Sherrie Wolf, Looking Back

Dutch boys meet Portland woman.

SELF PORTRAIT BY SHERRIE WOLF AT LAURA RUSSO GALLERY

It's a rare artist who invigorates not one but two fusty tropes—landscapes and floral still lifes—with jolts of fresh spunk. Sherrie Wolf can, and in Looking Back: New Paintings, she proves anew that she is one of the Northwest's finest, wittiest realist painters.

Key to her success are her senses of anachronism, displacement and illusionism: combining pictorial elements that are chronologically and spatially incongruous. In pieces such as Still Life With Lake Lucerne, vases and silver cups in the foreground hold sprays of vibrant tulips, while the background recedes with reproduced landscapes by historical painters. It's never entirely clear whether Wolf intends the viewer to interpret the bouquets as sitting in a window ledge overlooking actual landscapes, or simply as sitting in front of paintings that depict landscapes. She also toys with perception in a suite in which water-filled vases stand before domestic tableaux lifted from paintings by Dutch baroque master Jan Vermeer. The figures behind the vases are distorted by refracted water, just as they would be if they were real people standing in real rooms.
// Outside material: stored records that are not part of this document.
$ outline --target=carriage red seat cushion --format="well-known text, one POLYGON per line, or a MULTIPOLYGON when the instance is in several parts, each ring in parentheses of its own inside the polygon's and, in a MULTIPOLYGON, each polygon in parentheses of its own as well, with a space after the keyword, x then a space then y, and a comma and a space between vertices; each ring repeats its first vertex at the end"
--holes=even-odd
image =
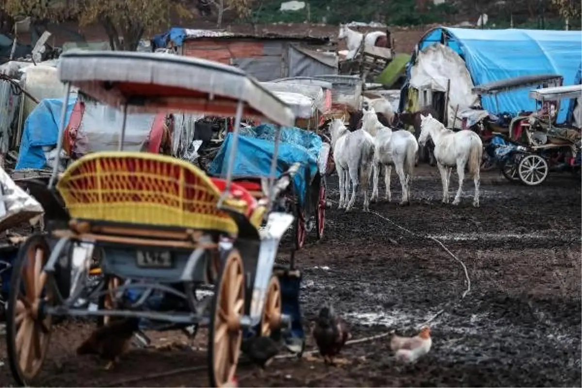
MULTIPOLYGON (((222 179, 221 178, 210 178, 210 180, 212 181, 214 186, 215 186, 221 191, 223 192, 225 190, 226 190, 226 180, 225 179, 222 179)), ((247 217, 250 217, 253 214, 253 212, 254 211, 254 210, 257 208, 257 207, 258 205, 257 200, 255 200, 254 197, 247 191, 246 188, 238 183, 235 183, 234 182, 233 182, 232 184, 230 186, 230 193, 232 196, 237 200, 242 200, 246 202, 246 215, 247 217)))

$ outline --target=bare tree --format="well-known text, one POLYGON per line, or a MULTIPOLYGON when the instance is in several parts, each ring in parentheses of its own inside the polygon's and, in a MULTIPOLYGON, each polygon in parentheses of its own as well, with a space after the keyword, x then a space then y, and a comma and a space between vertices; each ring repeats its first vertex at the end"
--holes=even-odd
POLYGON ((6 0, 13 16, 31 16, 46 22, 76 19, 81 25, 99 23, 105 29, 112 50, 135 51, 146 31, 168 24, 170 12, 191 16, 180 1, 172 0, 6 0))
POLYGON ((242 17, 250 13, 251 0, 208 0, 217 10, 217 27, 222 27, 222 17, 224 13, 233 10, 237 16, 242 17))

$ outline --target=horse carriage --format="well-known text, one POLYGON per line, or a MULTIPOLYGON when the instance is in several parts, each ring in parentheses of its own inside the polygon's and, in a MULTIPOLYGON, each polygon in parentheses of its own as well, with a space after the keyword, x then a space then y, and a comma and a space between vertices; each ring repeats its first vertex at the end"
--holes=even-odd
MULTIPOLYGON (((54 318, 80 316, 165 322, 166 330, 207 326, 210 386, 228 386, 243 334, 302 332, 300 275, 289 280, 299 271, 275 265, 280 239, 293 222, 281 211, 281 194, 301 167, 282 171, 278 164, 285 150, 279 127, 271 152, 264 155, 271 158, 270 173, 261 180, 261 198, 233 181, 242 118, 290 126, 294 116, 243 72, 206 60, 71 52, 61 57, 58 73, 66 99, 73 87, 124 116, 199 112, 234 116, 236 125, 225 179, 168 155, 124 151, 125 119, 118 151, 85 155, 62 174, 56 161, 48 186, 37 185, 37 193, 44 190, 39 197, 47 231, 21 245, 10 277, 6 339, 15 380, 34 382, 54 318), (95 263, 102 276, 83 302, 95 263), (201 290, 212 296, 199 298, 201 290), (108 302, 90 308, 94 299, 108 302)), ((63 108, 59 151, 65 114, 63 108)))
POLYGON ((340 73, 358 74, 363 81, 372 81, 394 58, 394 42, 389 33, 362 34, 342 25, 338 39, 345 39, 347 46, 345 58, 339 63, 340 73))
MULTIPOLYGON (((473 88, 473 92, 481 99, 492 98, 496 115, 481 109, 469 108, 457 112, 463 129, 471 129, 479 134, 485 151, 481 163, 482 170, 499 168, 503 176, 512 181, 520 181, 517 164, 520 155, 527 149, 527 144, 521 138, 524 128, 532 112, 521 112, 513 117, 499 109, 499 99, 505 93, 523 90, 526 88, 547 87, 561 85, 563 77, 555 74, 523 76, 496 81, 473 88), (517 153, 516 153, 517 152, 517 153)), ((546 106, 549 109, 549 105, 546 106)))
MULTIPOLYGON (((318 134, 318 123, 329 109, 330 92, 321 84, 307 79, 285 79, 261 83, 290 107, 296 117, 294 126, 283 128, 279 138, 278 171, 293 163, 301 166, 295 175, 292 184, 286 193, 286 202, 295 217, 292 233, 294 249, 301 248, 308 233, 315 231, 317 240, 323 237, 325 224, 327 191, 325 175, 330 146, 324 143, 325 135, 318 134)), ((237 154, 234 176, 236 183, 251 195, 261 195, 260 176, 268 172, 269 145, 274 140, 275 131, 268 124, 247 128, 242 137, 240 149, 237 154), (267 142, 265 143, 265 142, 267 142), (270 142, 270 143, 269 143, 270 142)), ((232 140, 227 136, 208 172, 213 176, 223 175, 232 140)))

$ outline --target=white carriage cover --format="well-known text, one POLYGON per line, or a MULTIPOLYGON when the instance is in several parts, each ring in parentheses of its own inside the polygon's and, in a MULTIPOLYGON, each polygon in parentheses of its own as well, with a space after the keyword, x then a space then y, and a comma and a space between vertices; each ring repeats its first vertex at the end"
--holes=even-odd
POLYGON ((286 91, 274 91, 273 93, 291 108, 296 117, 310 119, 315 116, 317 109, 315 103, 304 94, 286 91))
POLYGON ((184 111, 243 115, 292 126, 291 109, 242 70, 218 62, 171 54, 69 51, 58 75, 89 96, 129 112, 184 111))
POLYGON ((19 187, 0 168, 0 232, 30 221, 33 223, 44 209, 38 201, 19 187))

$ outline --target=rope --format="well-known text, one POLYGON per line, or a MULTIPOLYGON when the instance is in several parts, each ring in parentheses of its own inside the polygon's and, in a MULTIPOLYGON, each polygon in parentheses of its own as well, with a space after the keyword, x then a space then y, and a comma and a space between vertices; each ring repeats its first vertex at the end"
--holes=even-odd
MULTIPOLYGON (((333 204, 337 204, 338 203, 337 202, 336 202, 335 201, 332 201, 331 200, 328 200, 328 201, 329 201, 329 202, 332 202, 332 203, 333 203, 333 204)), ((378 213, 377 212, 371 211, 371 212, 370 212, 370 214, 373 214, 374 215, 376 216, 377 217, 381 218, 382 219, 384 220, 385 221, 386 221, 386 222, 390 223, 391 224, 392 224, 394 226, 396 227, 399 229, 400 229, 401 230, 403 230, 404 232, 406 232, 406 233, 407 233, 409 234, 411 234, 412 236, 414 236, 414 237, 420 237, 421 239, 428 239, 429 240, 432 240, 433 241, 434 241, 435 243, 436 243, 436 244, 438 244, 441 248, 442 248, 442 249, 445 252, 446 252, 451 257, 452 257, 453 259, 455 261, 456 261, 457 263, 459 263, 461 267, 463 268, 463 272, 464 272, 464 275, 465 275, 465 280, 466 281, 467 288, 465 289, 465 290, 461 294, 460 298, 458 301, 456 301, 456 303, 459 303, 462 300, 463 300, 463 299, 464 299, 465 297, 466 297, 469 294, 469 293, 470 292, 471 292, 471 278, 469 277, 469 270, 467 269, 467 266, 465 265, 464 262, 463 262, 463 261, 462 260, 461 260, 458 257, 457 257, 455 255, 455 254, 453 254, 452 252, 451 252, 450 250, 448 248, 447 248, 446 246, 444 244, 443 244, 441 241, 439 241, 437 239, 432 237, 432 236, 428 236, 428 234, 421 234, 420 233, 416 233, 416 232, 412 232, 410 229, 406 229, 406 227, 404 227, 403 226, 399 225, 396 222, 395 222, 394 221, 392 220, 391 219, 390 219, 388 217, 385 217, 385 216, 382 215, 381 214, 380 214, 379 213, 378 213)), ((455 304, 455 303, 452 303, 452 304, 449 303, 449 304, 450 305, 451 304, 455 304)), ((433 321, 434 321, 435 319, 436 319, 437 317, 438 317, 439 315, 441 315, 441 314, 442 314, 442 313, 443 313, 445 312, 445 308, 441 309, 440 310, 439 310, 438 311, 437 311, 434 315, 432 315, 431 318, 430 318, 426 321, 425 321, 424 322, 423 322, 423 323, 421 326, 424 326, 425 325, 428 325, 428 324, 430 323, 431 322, 432 322, 433 321)), ((380 335, 382 336, 383 336, 382 334, 380 334, 380 335)), ((386 336, 388 336, 388 335, 389 335, 389 333, 386 334, 386 336)), ((374 336, 374 337, 376 337, 376 336, 374 336)), ((372 339, 372 337, 370 337, 370 338, 372 339)), ((374 338, 373 339, 375 339, 375 338, 374 338)), ((371 339, 368 340, 371 340, 371 339)), ((361 341, 364 342, 364 341, 361 341)), ((347 343, 349 343, 349 342, 346 343, 346 344, 347 343)))

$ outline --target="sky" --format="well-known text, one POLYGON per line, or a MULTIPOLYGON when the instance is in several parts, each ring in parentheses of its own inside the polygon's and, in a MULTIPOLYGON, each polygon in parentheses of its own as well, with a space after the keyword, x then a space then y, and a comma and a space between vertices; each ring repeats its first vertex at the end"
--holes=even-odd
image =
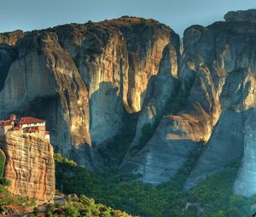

The whimsy of this conceit is counterbalanced by the artist's dead-serious respect for the principles of opticality, and if Wolf's renderings of the Vermeers aren't nearly as potent as the originals, well, whose in God's name would be?

The show's pièce de résistance is Self Portrait, in which the artist reimagines herself as the protagonist of Gustave Courbet's The Painter's Studio (1855). Wolf positions herself in Courbet's chair, changes a little boy into a little girl, a dog into a cat, and a naked female muse into a male coquettishly draping his nethers with fabric. Wolf created this portrait in honor of her 60th birthday earlier this year, and it's a cheekily droll summa. As she approaches her next decade, one wonders what would result if she pushed the incongruities and illusionism of her work further toward the au courant. What if she counterposed her trademark flowers against, say, iconic contemporary works such as Jeff Koons' Balloon Dog instead of classic landscapes? What if she referenced socio-technological developments such as online gaming, social networking and Internet porn rather than old Dutch Masters? Such a strategy might prove the hyperspace breakout move on which this supremely imaginative artist seems poised.